木彫「カラスが鳴くから帰ろう」(1975年制作 ・高さ2m10cm
 大学学部では彫塑(粘土)・石彫・木彫・金属・乾漆等、ひと通り学んでから1つを選んだ。
 初めて彫った木彫が今日に至るまで約30年続いてきた、母子シリーズの始まりだった。まだ20歳そこそこの私が何故「母子像」だったか、当たり前のようにこの母子像を彫っていた。「夕焼け空の下、農作業を終えた親子が家路を急ぐ。
 見上げた空には、やはり巣へと急ぐカラス達がカァー、カァーと泣きながら群れをなして飛んでいく」。もうすぐ地平線に沈む太陽の光を浴び野良道を手をつないで帰る親子、その影は長くのびている。故郷の井中のある夕方の母と子を彫った作品だ。

 芸大「木彫教室」は吹き抜けになっている、2階教官室前の通路下にあった。
大学院では淀井教室の生徒だった。その淀井教授があるとき、2階からアンパンを落してくれた。「オイ、宇賀地、ほら・・・」見上げると先生の手から何やら落ちてきた。キャッチするとアンパンだった。当時の私は痩せていたから、そんなヤセッポチが2m以上もの大きな木と格闘しているのが気の毒になったのかも知れない。 
すぐさまそのアンパンは私の空腹の胃袋に収まった。以来、淀井教授は私のなかでアンパン先生である。
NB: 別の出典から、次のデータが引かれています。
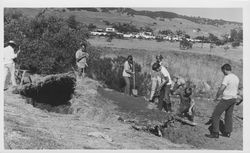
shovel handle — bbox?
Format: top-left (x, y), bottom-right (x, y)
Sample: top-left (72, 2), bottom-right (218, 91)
top-left (133, 60), bottom-right (136, 89)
1個のアンパンにどれだけ励まされたか知れない。
その淀井教授のお陰でこの母子像は1978年頃、西武池袋線「仏子」駅近くの「武蔵野音楽大学」の構内に収まることになった。
その後、数十年が過ぎ結婚して子供も2人となった我が家族は義母と7年前に狭山市へ引っ越してきた。2年前には入間市にアトリエを借りた。そのアトリエの裏山の向う側は武蔵野音楽大学「駅名は仏子」どこかで聞いたことのある響きであった。
そうだ、たしかにあの大学には私の木彫が置いてあるはずだ。訪ねてみた。
コンサートホール「バッハザール」という建物の地下にあの母子が立っていた。
赤茶色の煉瓦の壁をバックに立っている母と子はまさしく夕焼けの中、家路に急ぐ母子だった。芸大在学中に音大に納めて以来、実に30年近い年月が経っている。
自分が 30年も前に彫った木彫と並んで写真を撮ってもらったのだが、まるで大きな我が母に寄り添うような、木彫の子供は私の姉妹のようで3人がまるで親子のような、そんな不思議な気分を味わつた。